Metabolic analysis to characterise and optimize an industrial enzyme production process

Metabolic analysis to characterise and optimize an industrial enzyme production process. Some microbial species are excellent candidates for industrial microbial bioprocesses, as their genomes present a large number of gene clusters encoding for enzymes involved in the biosynthesis of a wide variety of products and metabolites. Approximately half of the enzyme production bioprocesses worldwide involve species of the genus Bacillus or closely related genera, as they synthesise enzymes with good stability over a wide range of pH and temperature. Developing the ability to enhance, manipulate and/or exploit these organisms will have a significant positive impact on industrial microbial bioprocesses.

Historically, improved industrial strains were obtained by classical selection strategies, but recently genetically manipulated strains have been created to obtain not only higher productivities but also enhanced 'processability'. However, these manipulations often cause metabolic burdens in the host organism, resulting in reduced yields when the production processes are scaled up. Furthermore, some mutations may cause requirements for extra nutrients or precursors, or generate further steps for the removal of undesired proteins, affecting the bioprocess or the downstream operations.

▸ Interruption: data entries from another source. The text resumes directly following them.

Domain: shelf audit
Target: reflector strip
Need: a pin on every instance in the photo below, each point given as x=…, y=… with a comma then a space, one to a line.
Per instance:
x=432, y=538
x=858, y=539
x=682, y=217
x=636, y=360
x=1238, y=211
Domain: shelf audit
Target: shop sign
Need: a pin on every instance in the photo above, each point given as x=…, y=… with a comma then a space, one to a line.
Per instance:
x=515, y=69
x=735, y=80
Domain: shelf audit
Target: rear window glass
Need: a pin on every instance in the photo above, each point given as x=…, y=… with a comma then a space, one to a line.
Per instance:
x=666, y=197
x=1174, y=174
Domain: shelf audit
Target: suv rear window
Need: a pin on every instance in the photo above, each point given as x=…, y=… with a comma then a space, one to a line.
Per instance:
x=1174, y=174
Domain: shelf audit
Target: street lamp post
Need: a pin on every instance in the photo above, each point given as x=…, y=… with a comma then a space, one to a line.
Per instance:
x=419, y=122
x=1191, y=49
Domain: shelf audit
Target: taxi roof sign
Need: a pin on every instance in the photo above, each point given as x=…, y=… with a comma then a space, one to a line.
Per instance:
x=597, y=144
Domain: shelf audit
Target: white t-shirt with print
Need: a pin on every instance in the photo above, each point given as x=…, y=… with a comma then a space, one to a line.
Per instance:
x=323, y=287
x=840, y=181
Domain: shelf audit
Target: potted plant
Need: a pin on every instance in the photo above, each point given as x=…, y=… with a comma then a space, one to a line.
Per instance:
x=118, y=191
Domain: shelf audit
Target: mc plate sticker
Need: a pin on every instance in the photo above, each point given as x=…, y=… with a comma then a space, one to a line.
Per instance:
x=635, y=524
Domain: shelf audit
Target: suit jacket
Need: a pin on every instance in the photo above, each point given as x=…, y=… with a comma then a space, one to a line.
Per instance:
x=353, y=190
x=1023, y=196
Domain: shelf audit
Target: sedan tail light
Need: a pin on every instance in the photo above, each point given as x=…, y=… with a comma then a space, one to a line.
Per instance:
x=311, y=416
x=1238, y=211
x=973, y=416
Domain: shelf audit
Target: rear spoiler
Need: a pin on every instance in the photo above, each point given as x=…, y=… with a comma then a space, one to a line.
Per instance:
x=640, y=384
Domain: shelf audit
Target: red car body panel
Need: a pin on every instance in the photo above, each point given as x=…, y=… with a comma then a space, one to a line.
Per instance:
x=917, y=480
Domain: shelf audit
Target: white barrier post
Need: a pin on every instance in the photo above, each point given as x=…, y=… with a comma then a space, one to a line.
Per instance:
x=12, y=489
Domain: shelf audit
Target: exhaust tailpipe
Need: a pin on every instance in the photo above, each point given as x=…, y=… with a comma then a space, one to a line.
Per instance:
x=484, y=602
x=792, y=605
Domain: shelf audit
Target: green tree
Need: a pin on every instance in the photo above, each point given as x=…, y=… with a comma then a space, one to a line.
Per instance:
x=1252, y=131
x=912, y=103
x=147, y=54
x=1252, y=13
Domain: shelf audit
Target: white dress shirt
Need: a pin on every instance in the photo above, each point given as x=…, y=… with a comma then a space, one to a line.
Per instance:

This project deals with the study of an industrial strain which overproduces an enzyme of interest for the animal feed industry. The strain was recently described but has not been fully characterised. Knowledge of its metabolism and physiology is essential to understand the bioprocess and to design optimization strategies to obtain predictable processes, with low variability, better yields and higher productivities, with the overall objective of an improved long-term commercial viability.

The hypothesis underpinning this research project is that the overexpression of the enzyme generates metabolic limitations and physiological effects, and that the synthesis of the enzyme may be controlled by a mechanism similar to quorum-sensing. We will characterise the wild type and mutant strains to understand the metabolic impact and its effect on enzyme production, and to develop culture strategies to overcome those metabolic limiting factors.

We will construct genome scale metabolic networks of the wild type and mutant strains, using genome sequence information and experimental data to identify the metabolic limitations responsible for low yields or low productivities and to predict the response to metabolic alterations in silico.

The general objective of the project is the design of a viable platform bioprocess, accompanied by full metabolic and genetic characterisation of the chassis host strain, which is predictable, reproducible and with low variability, able to be scaled-up. Importantly, this platform process can be used for production of a range of enzymes in the same chassis host.

The outputs of this project will help to optimise industrial processes for the production of enzymes, directly benefiting the industrial partner. Academic benefits of this project will be the understanding of metabolism of the producer strain, the construction of a robust metabolic model, and the generation of data, tools, and models that can be applied in related projects.